Grade 1-2 upper GI acute toxicity (nausea, vomiting, gastritis, a

Grade 1-2 upper GI acute toxicity (nausea, vomiting, gastritis, and pain) was noted in 47% and 55% of patients at 1 week and 1 month, respectively. Correspondingly, acute lower GI toxicity (diarrhea, pain) was lower at 12% and 6%. Overall grade 1-2 GI toxicity was seen in 59% of patients at 1 week (pain and nausea being the most Inhibitors,research,lifescience,medical common)

and 61% of patients at 1 month post SBRT (nausea being the most common). Although not reported in the manuscript, acute upper and lower GI toxicity resolved by 3 months post radiosurgery. Table 6 Acute toxicity Liver toxicity In 7 patients (7 sites), the treated volume encompassed a portion of the liver. Based on pre-and post-SBRT serum LFT’ s (AST, ALT, alk phos), only 1 patient (14%) suffered Grade 2 toxicity at 1-week, and 2 patients (29%) experienced grade 2 toxicity at 1-month (Tab 7). No patients suffered grade 1 or grade 3+ liver toxicity at last follow-up. Table 7 Acute liver toxicity Discussion In this retrospective review, we report on the outcome Inhibitors,research,lifescience,medical of patients treated with hypofractionated image-guided Inhibitors,research,lifescience,medical stereotactic body Selleck Crizotinib radiotherapy for oligometastatic and recurrent abdomino-pelvic malignancies at the Emory Clinic.
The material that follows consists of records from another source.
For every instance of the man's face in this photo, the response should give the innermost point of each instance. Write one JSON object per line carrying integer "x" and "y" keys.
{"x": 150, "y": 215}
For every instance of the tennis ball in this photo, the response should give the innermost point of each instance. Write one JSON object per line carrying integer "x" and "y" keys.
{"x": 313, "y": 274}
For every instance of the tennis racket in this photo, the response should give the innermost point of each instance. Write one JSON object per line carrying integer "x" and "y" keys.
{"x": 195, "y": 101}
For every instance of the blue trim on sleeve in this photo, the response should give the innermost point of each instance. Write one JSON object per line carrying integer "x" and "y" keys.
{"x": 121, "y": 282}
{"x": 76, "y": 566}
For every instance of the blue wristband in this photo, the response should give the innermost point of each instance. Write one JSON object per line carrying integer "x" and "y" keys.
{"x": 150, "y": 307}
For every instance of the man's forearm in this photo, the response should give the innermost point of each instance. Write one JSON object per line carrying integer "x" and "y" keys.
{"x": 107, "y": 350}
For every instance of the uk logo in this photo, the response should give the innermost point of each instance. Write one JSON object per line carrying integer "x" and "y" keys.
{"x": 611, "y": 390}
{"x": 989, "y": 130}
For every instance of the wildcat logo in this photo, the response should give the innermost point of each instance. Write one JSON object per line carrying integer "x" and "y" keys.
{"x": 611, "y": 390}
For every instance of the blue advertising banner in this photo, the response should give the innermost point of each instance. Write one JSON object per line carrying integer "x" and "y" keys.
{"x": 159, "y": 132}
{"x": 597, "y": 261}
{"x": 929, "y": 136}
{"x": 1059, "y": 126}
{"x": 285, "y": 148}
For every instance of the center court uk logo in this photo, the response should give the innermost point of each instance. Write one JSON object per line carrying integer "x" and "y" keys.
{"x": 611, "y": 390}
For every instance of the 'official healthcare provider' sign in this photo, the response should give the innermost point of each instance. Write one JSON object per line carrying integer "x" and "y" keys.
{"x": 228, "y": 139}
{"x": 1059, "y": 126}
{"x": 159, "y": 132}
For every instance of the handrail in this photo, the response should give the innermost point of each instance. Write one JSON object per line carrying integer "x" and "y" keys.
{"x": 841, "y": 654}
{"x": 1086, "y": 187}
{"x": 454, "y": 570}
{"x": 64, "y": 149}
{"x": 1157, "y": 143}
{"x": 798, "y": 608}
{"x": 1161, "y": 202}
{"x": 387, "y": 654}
In the 20 patients treated (23 individually

treated sites), with a median follow-up of 6.3 months, local control was 74%. Local failures tended to occur within the treated area (encompassed by Inhibitors,research,lifescience,medical the PTV), and did not indicate “marginal misses.” 30% of the patients on this study did receive post-SBRT systemic chemotherapy, though the majority of these cases were in patients who showed evidence of progression after SBRT. Historically, this local control value is somewhat less Inhibitors,research,lifescience,medical than that expected by cranial radiosurgery (23), (24), although in the majority of cases no other local treatment options were available for the patients in this study. The doses in this study ranged from 15-25 Gy, the majority delivered in a single fraction. These single-fraction treated patients were part of an institutional dose Isotretinoin escalation protocol, while those patients that received

2 or 3 fractions had previously received external beam radiotherapy in the treated area. As toxicity was relatively mild (discussed below), this may indicate room for dose escalation and or investigation of hypofractionation over 2-3 treatments in order to deliver a higher effective dose. A recent phase I study of SBRT for HCC-IHC has been reported, with dose hypofractionation over 6 treatments to 24-54 Gy (mean 36 Gy), with acceptable toxicity (19). Currently there is an ongoing RTOG phase I SBRT study for liver metastases, incorporating 10 fractions (28). Although there has been a recent trend to treat cranial radiosurgery with a frameless setup, the majority of SRS treatments are still performed with a stereotactic head frame.